Forum Moderators: phranque
Here's the article (subscription required): [online.wsj.com...]
Nothing that's new, but it's intriguing that it's being covered in mainstream newspapers.
[post-gazette.com...]
Thus, a kind of schizophrenia exists at search-engine companies. Half their engineering staff is busy trying to keep useless pages out of search results; the other half is busy coming up with tools that make it easier for people to create and profit from the useless pages in the first place.-- From the article.
He goes on to hold out hope that developments like TrustRank will help.
Infospace, by the way, owns dogpile.com and other lesser known meta search engines.
I like the author's comparison of the web today as the outlaw anything goes period.
Google has no one else to blame but themselves.
the article was nothing new ..same old story ..then they cover the page in advertising how is that any different then most web pages.
Not nearly as bad when I was at MSN (front page)the other day following an article to the "read more" page .the "read more" page was 90% advertisements .. there was lterally less then 20 words about the topic .. then you had to click "read more" (again)to get to page 3 to finish the article and be bombarded with half the page in advertisements.
Listen I clearly see the pages that are the true culprits ..but these major websites are no different ..they simply make the garbage look a bit more professional
Characterizing WSJ as a scraper because it runs some ads is an inappropiate comparison. The article itself is important because it draws more attention to the Catch 22 Google has put itself in.
Sure, some of them are ad whores, see Yahoo, but I suspect they lose more then they gain.
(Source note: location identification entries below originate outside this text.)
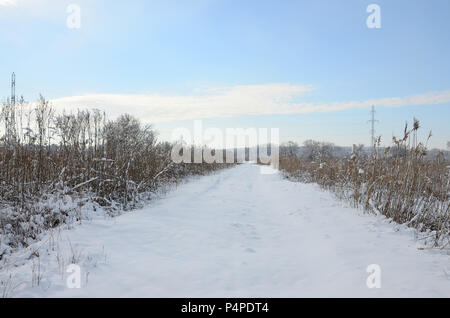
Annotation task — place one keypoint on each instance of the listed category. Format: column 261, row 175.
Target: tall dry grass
column 53, row 164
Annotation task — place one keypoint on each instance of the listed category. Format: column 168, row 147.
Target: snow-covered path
column 241, row 233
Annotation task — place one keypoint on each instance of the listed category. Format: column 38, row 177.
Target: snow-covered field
column 238, row 233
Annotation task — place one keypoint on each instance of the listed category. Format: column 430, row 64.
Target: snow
column 242, row 232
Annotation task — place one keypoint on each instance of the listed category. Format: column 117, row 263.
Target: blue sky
column 311, row 68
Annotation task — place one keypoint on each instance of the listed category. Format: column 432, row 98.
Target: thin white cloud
column 8, row 3
column 264, row 99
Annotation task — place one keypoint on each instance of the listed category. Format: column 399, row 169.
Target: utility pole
column 13, row 90
column 372, row 121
Time and market forces will tell if their flea market look will prevail.
True, some of the news services and mainstream portals make you run through 5 pages to read their entire article, etc., but at least they have something to offer.
Scrapers have NOTHING to offer.
Potemkin Village websites have NOTHING to offer.
Although one could place the blame squarely on lazy, greedy uninsightful webmasters, Google is also to blame.
the article was nothing new ..same old story ..then they cover the page in advertising how is that any different then most web pages.
What's "new" is that this sort of information is getting published in high profile media. And its the big companies with huge marketing budgets that read this sort of stuff, and they tend to believe when they read them in WSJ rather than WebmasterWorld.
A solution to this frenzy is to allow advertisers to track conversions on per-referring-site basis and switch (automatically) those off that fall below acceptable for them limit. This way non-converting scraper sites won't earn a dime and have to switch to something else.
Adam Smith's Invisible Hand is just as useful in web search as in economics. If undue regulation is removed then sites about widgets which are titled "widgets" and mention widgets on the page will rise to the top because it is more profitable for someone producing real widget information to work hard to rank for widgets than anyone else.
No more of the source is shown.